Когда мы рассказали про наше посещение Фальборку, он не смутился. Он дал нам тонко понять, будто на Менделеева было произведено властями давление и что его из Москвы удалили. Это объяснение нам больше понравилось. Я рассказал об этом шутовском эпизоде потому, что он очень типичен. На почве дезорганизованности студенческой массы так фабриковали тогда депутации, которые считали себя вправе говорить от имени всех.
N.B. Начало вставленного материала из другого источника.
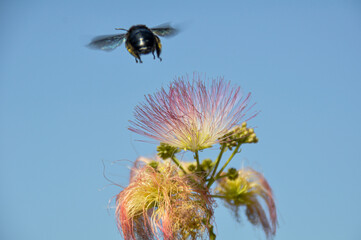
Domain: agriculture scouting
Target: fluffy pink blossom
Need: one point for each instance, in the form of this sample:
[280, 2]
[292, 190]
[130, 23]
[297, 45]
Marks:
[191, 115]
[162, 203]
[246, 190]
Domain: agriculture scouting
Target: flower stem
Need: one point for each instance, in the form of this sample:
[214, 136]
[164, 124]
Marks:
[218, 196]
[229, 159]
[196, 156]
[176, 161]
[211, 179]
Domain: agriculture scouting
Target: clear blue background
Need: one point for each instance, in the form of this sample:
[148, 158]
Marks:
[65, 108]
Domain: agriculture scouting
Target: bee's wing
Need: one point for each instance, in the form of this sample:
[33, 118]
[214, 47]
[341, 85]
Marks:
[164, 30]
[107, 42]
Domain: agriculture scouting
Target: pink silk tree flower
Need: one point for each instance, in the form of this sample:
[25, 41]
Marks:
[191, 115]
[246, 190]
[160, 203]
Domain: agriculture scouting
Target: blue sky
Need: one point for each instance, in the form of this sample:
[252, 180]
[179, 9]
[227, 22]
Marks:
[65, 108]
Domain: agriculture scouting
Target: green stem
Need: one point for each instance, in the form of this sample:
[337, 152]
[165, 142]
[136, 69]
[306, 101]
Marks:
[229, 159]
[176, 161]
[211, 179]
[218, 196]
[196, 156]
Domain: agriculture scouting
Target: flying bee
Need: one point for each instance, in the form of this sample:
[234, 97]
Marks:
[139, 40]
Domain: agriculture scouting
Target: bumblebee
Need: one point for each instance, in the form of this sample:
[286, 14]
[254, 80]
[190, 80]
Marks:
[139, 40]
А. И. Гуковского я потом видал очень часто. Годами он был немного старше меня, но бесконечно старше опытом и развитием. В глазах моего поколения он и его сверстники казались стариками, которые видали лучшие дни. Мы относились к ним с уважением, но их не понимали и за ними не шли. В грубой форме это сказалось, когда мы грозили уйти со Страстного бульвара. Это всегда ощущалось позднее. Нас уже разделяла какая-то пропасть. Говорю при этом только про идейную молодежь нашего времени, не «белоподкладочников». Лично я испытывал это с Гуковским. Я бывал у него очень часто: он меня просвещал политически, давал мне литературу, но держался от меня в стороне. Я никогда его не спрашивал, даже когда увидался с ним здесь в Париже, узнал ли он меня в числе тех, кто на Страстном бульваре заставил его замолчать. По той или другой причине тогда он мне или не верил, или меня щадил. Скоро он был арестован и посажен на три года в Шлиссельбургскую крепость[205 - Имея в виду последние мемуары В. А. Маклакова, М. В. Вишняк писал: «В. А. Маклаков утверждает, что Гуковский был “посажен на три года в Шлиссельбургскую крепость” и там “выбросился из окна и разбился”. Это не могло случиться в Шлиссельбургской крепости: в списке сидельцев Шлиссельбурга имени Гуковского нет; на короткие сроки в Шлиссельбург не заточали; и выброситься из окна там было невозможно не только благодаря неотступному надзору стражи, но и из-за характера помещений, в которых содержали заключенных в конце прошлого столетия. По моим сведениям, Гуковский покушался на самоубийство, находясь в Доме предварительного заключения: он бросился с галереи внутренней лестницы и при падении повредил ногу» (Вишняк М. В. «Современные записки»: воспоминания редактора. СПб.; Дюссельдорф, 1993. С. 55).]